1年前の山形浩生さんの「半脆弱性」批判記事を読んだ。山形さんのように先を見通せる力を持った方には、タレブはあまりに冗長で、あまりに「自慢まみれ」に見えるのだろう。
読めば読むほど本書は自慢まみれでうんざりしてくる。信者なら「タレブ様ってすごいわ!」と本書を読んで感銘を受けるのかもしれない。オレは本を読んでる、古典を見ている、といった自慢を見て、タレブが本当にえらいと思うのかもしれない。アラビア語ができるとかいうので感心している人も見かける。でも、ぼくはそうした自慢がほとんど本筋と関係ないと思う。それをなくせば、たぶん上下巻の無用に分厚い本は、30ページくらいで全部おさまるんじゃないかと思うんだ。
もう相変わらず山形先生は本質をついた指摘をずばっとされている。確かに、私にとってこの分厚い本書は、祖母の一言に要約されてしまう。あとは、フラジリスタになるな、歩け、習慣化された安定しな生活など求めるな、ネットワークのハブを全面的に信用しすぎるな、などなど。うーん、あとなんだろう。一ファンからすると、統計数学の論文も出しているタレブがわかりやすくその考えをエッセイとして説明してくれているだけで満足なのだけど。たぶん、この人の言っていることは学術的基礎があるだろうと期待してしまう。そんな私は、山形さんからは「信者だ」と言われて終わりかな。
タレブの主張の多くは、ネットワーク理論、数学的にはグラフ理論で説明可能だと考えている。バラバシと共同研究、共著とか書いてもらえるとすごく興味深い気がするが。

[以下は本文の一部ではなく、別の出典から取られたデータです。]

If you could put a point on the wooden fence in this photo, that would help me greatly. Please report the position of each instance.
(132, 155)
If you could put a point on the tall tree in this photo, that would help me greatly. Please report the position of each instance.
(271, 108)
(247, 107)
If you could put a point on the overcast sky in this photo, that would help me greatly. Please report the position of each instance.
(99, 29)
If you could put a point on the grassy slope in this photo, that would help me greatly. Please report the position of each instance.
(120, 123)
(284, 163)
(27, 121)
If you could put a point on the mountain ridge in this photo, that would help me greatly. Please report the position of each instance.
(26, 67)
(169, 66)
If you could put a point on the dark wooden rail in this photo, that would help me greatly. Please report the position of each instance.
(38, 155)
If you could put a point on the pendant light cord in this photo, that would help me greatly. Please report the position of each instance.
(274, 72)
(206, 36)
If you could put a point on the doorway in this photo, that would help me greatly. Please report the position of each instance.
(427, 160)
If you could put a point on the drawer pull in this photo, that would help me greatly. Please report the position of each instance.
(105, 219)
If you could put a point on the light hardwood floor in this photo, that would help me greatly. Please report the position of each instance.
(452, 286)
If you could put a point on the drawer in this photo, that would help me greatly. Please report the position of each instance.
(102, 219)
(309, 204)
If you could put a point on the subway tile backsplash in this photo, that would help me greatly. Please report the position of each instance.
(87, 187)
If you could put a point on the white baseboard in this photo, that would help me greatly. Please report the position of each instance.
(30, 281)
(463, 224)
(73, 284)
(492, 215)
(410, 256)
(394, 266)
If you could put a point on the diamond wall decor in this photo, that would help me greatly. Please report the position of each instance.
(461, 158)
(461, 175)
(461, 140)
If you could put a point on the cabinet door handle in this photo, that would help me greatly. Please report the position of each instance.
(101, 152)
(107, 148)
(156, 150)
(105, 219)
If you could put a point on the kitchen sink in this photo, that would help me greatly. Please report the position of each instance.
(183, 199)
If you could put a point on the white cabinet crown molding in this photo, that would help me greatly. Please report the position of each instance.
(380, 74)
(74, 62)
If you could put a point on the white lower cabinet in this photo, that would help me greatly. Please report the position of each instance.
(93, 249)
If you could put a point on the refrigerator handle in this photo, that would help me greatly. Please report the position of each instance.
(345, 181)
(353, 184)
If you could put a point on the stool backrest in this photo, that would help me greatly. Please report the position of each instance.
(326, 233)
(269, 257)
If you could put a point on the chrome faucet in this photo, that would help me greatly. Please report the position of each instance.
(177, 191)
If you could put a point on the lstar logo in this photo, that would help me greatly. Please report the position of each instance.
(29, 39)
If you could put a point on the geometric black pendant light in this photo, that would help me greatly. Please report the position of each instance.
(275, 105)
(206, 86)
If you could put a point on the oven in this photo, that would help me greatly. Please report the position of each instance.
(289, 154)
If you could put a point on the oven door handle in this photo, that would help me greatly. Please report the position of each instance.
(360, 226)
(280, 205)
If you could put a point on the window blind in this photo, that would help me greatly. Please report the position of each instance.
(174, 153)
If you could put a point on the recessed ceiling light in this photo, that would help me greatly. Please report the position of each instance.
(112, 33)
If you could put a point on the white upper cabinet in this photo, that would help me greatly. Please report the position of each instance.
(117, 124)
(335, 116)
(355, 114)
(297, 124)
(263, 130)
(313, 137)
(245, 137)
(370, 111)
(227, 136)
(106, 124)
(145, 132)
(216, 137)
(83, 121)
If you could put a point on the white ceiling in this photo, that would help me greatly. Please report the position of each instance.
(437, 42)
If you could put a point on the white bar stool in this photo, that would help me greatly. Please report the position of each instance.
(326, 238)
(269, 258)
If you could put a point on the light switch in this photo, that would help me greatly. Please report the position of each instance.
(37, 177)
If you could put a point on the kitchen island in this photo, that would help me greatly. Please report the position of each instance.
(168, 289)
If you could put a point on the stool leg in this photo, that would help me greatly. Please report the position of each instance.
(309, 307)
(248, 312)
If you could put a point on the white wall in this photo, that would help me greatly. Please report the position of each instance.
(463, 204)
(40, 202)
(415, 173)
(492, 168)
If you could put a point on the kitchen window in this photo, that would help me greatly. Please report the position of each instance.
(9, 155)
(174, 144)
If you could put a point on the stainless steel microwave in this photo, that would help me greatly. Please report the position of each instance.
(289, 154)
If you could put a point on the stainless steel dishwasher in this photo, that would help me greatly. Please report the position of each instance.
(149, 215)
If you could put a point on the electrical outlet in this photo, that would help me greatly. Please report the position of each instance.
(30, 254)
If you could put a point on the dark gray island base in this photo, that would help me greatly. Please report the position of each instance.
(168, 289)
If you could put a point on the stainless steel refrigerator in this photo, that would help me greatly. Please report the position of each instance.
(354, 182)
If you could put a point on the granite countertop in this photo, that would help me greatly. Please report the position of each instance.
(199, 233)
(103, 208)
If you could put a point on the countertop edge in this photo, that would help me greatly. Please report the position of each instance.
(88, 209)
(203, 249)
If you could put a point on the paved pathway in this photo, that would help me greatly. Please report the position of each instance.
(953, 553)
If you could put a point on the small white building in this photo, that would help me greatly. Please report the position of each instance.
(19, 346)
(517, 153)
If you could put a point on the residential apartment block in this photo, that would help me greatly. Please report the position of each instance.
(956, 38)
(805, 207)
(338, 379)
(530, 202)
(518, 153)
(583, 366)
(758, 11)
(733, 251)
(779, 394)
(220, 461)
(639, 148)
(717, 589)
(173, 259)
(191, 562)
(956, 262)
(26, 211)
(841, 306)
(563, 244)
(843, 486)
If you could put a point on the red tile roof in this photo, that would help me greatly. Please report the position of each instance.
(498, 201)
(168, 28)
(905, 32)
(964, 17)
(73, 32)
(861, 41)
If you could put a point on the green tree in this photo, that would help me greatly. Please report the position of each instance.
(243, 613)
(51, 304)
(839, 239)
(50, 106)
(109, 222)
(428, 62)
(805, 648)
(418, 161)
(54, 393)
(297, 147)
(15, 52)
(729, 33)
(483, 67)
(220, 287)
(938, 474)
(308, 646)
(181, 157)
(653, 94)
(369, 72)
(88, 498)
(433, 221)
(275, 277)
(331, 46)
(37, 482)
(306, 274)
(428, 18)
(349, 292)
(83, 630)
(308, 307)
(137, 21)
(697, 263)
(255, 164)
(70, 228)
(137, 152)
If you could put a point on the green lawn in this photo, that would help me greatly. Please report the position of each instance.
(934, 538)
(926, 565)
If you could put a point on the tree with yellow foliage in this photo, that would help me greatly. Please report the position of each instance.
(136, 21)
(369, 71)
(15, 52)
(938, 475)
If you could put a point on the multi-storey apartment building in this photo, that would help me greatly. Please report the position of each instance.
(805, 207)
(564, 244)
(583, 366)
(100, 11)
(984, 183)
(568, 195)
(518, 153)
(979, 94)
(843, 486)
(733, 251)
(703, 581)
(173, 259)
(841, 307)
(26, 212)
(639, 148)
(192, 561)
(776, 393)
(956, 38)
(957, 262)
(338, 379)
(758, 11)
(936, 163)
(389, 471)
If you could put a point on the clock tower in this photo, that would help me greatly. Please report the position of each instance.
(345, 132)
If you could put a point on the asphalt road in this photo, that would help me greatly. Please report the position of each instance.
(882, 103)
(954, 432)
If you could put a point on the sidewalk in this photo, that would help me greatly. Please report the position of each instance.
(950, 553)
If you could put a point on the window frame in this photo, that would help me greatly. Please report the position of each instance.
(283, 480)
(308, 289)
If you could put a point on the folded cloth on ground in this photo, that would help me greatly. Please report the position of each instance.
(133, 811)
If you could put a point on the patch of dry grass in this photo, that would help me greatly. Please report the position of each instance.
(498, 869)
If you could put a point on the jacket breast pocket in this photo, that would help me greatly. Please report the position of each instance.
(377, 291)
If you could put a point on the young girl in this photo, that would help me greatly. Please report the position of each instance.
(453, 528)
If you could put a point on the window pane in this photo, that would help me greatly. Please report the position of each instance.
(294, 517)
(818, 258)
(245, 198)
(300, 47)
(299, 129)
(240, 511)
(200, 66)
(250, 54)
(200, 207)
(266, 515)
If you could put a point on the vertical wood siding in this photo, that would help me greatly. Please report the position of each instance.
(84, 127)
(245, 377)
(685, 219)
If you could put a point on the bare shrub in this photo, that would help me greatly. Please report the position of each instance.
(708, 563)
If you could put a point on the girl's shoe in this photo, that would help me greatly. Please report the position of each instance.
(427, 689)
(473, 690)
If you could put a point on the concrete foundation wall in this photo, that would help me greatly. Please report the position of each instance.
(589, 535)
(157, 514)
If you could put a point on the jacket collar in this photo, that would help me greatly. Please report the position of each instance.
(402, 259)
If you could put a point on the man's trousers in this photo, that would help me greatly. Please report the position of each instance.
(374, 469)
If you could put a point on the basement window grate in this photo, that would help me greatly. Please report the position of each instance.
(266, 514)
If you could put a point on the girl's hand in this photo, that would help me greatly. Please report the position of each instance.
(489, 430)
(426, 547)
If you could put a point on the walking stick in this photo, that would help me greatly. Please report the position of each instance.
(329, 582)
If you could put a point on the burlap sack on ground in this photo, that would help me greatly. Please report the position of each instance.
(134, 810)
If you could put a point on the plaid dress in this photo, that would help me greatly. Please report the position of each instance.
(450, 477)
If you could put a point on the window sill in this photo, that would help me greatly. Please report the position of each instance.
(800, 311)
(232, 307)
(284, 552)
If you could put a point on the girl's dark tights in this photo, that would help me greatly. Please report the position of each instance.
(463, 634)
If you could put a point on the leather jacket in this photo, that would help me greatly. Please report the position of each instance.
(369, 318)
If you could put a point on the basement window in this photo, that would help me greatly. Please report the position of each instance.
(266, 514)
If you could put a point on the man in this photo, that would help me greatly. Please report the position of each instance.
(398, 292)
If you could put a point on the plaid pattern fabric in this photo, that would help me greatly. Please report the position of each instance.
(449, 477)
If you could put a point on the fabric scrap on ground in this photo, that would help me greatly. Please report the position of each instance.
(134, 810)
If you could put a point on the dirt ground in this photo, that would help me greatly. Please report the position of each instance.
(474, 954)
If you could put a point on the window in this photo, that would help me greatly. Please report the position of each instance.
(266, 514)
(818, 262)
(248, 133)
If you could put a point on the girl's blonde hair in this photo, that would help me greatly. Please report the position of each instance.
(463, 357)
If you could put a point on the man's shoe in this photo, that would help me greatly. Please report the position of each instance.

もっとも、バラバシも近著はかなり散漫な印象だったので二人合わさると発散していってしまいそうかも。
タレブについて私が共感してしまうのは、彼が古い伝統を持つ街の出身だからかもしれない。山形さんのもともとのご職業の地域開発に深く関わる話しだと私は思うのだが、長く長く繁栄していきた街は、通常の意味でのリスク回避、フラジリスタ的行動では説明できない。そこに住む人々のその街への不合理な愛や、リスクや危険が存在しても生き延びる「街の伝統」という工夫がある。まさに、祖母の「我が家は(明治、大正、昭和、平成の)大変動があったから生き延びてこれた」戦略がある。タレブの文章を読んでいると、長く生き延びてきた一族の末裔である誇りと知恵を感じる。そのプライドの根は、タレブ自身も完全に意識化、言語化できていないのではないだろうか?先祖からの家の伝統を心から誇りに思うように、タレブの自慢の根には彼自身の出自に対するプライドと、自分をここまで教養人として教育してくれた家族への感謝があるのではないか?そして、その誇りこそが地域開発になくてはならないものなのだと私は山形さんに申し上げたい。